Sunday, April 22, 2007

The District of Columbia Emancipation Act

I'm a few days late, but 145 years ago last week (April 16, 1862) President Lincoln signed the District of Columbia Emancipation Act, ending slavery in the District. The Act provided for the immediate emancipation of the District's slaves and compensation to loyal Unionist masters. Compensation was limited to no more than $300 for each slave and $1MM in total.

The Act established a Commission, composed of three members appointed by the president and confirmed by the Senate. Former masters were required within 90 days to submit claims to the Commission. Within nine months, the Commission was to report its findings and "appraisement" to the Secretary of the Treasury, who was then to authorize payment. The federal government ultimately paid almost $1MM in compensation for the freedom of 3,100 slaves.

Since you can read about the Act in a number of places, I thought I'd focus on one particular issue: was the Act constitutional? The question, as it turns out, is quite interesting.

The Fifth Amendment provides (emphasis added):
No person shall be held to answer for a capital, or otherwise infamous crime, unless on a presentment or indictment of a Grand Jury, except in cases arising in the land or naval forces, or in the Militia, when in actual service in time of War or public danger; nor shall any person be subject for the same offense to be twice put in jeopardy of life or limb; nor shall be compelled in any criminal case to be a witness against himself, nor be deprived of life, liberty, or property, without due process of law; nor shall private property be taken for public use, without just compensation.

One issue that immediately stands out is whether the limitation on compensation of up to $300 per slave was "just." Immediately before the War, the market value of prime field hands was more than $1,000. I don't know what the market value of slaves in the District was on April 15, 1862. However, if it exceeded $300, the law awarded patently inadequate compensation and was unconstitutional in that respect.

But there was an even more serious objection.
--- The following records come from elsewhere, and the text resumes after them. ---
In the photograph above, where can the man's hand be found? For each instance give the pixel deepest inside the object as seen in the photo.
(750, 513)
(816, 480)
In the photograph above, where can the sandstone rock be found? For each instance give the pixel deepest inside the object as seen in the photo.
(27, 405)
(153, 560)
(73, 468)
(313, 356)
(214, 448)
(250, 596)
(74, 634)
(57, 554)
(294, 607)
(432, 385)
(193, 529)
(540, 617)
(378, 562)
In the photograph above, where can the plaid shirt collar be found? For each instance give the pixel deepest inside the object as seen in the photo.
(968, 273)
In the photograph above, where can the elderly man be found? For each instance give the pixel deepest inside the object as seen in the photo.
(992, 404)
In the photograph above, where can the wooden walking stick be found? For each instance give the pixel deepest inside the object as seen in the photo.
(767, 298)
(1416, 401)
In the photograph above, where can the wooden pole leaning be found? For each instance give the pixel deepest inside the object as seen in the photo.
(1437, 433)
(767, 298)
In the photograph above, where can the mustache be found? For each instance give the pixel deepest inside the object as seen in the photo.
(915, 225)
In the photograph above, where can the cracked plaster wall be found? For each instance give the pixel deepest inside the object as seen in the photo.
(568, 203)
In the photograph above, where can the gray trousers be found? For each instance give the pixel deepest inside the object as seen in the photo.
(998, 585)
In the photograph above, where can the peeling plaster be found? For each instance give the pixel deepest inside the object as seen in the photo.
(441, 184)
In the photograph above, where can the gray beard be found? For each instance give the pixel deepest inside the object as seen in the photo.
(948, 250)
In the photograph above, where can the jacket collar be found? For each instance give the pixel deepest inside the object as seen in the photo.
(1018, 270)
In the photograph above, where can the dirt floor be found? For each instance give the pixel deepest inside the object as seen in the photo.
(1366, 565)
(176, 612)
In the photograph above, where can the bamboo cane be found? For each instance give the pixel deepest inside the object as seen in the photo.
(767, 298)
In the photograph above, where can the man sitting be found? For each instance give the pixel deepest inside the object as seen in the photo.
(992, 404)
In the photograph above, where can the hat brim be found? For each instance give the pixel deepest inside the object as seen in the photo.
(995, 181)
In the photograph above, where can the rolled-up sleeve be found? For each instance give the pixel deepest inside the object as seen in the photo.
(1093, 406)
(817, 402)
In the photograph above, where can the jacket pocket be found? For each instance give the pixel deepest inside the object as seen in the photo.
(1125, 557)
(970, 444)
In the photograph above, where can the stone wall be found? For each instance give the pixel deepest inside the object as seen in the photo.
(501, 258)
The Fifth Amendment required that any taking, even a properly-compensated one, be "for public use." Emancipation was certainly effected for a public purpose, but the emancipated slaves were not being taken for public use. The Act did not provide that the government was going to take title to the freedmen or put them to work involuntarily. To the contrary, the whole idea was that the former slaves were free.

Interestingly, the public use/public purpose distinction remains a "hot button" topic in constitutional law today, epitomized by the Supreme Court's decision in Kelo v. City of New London (2005). There are thousands of web pages devoted to Kelo, so I won't go into great detail, but briefly the City condemned and took private real property (people's homes) pursuant to a development plan designed to revitalize an allegedly distressed area, resulting in increased jobs and tax income. The City was not going to retain title to the property, but rather turn the land over to developers.

The Supreme Court upheld the taking as constitutional 5-4. In his majority opinion, Justice Stevens expressly conceded that the taking was not for "public use." Nonetheless, the fact that it was for a "public purpose" make the taking constitutional.

Kelo, however, was the culmination of a line of Supreme Court cases developed in the mid-Twentieth Century. Although Justice Stevens tried to trace concept back further (he cited a Nevada state court case from 1876), even he conceded that, "in the mid-19th century" "use by the public" was generally considered "the proper definition of public use."

In short, measured by constitutional understanding at the time, the District of Columbia Emancipation Act was probably unconstitutional both because it did not provide for "just compensation" and because the takings it effected were not for "public use."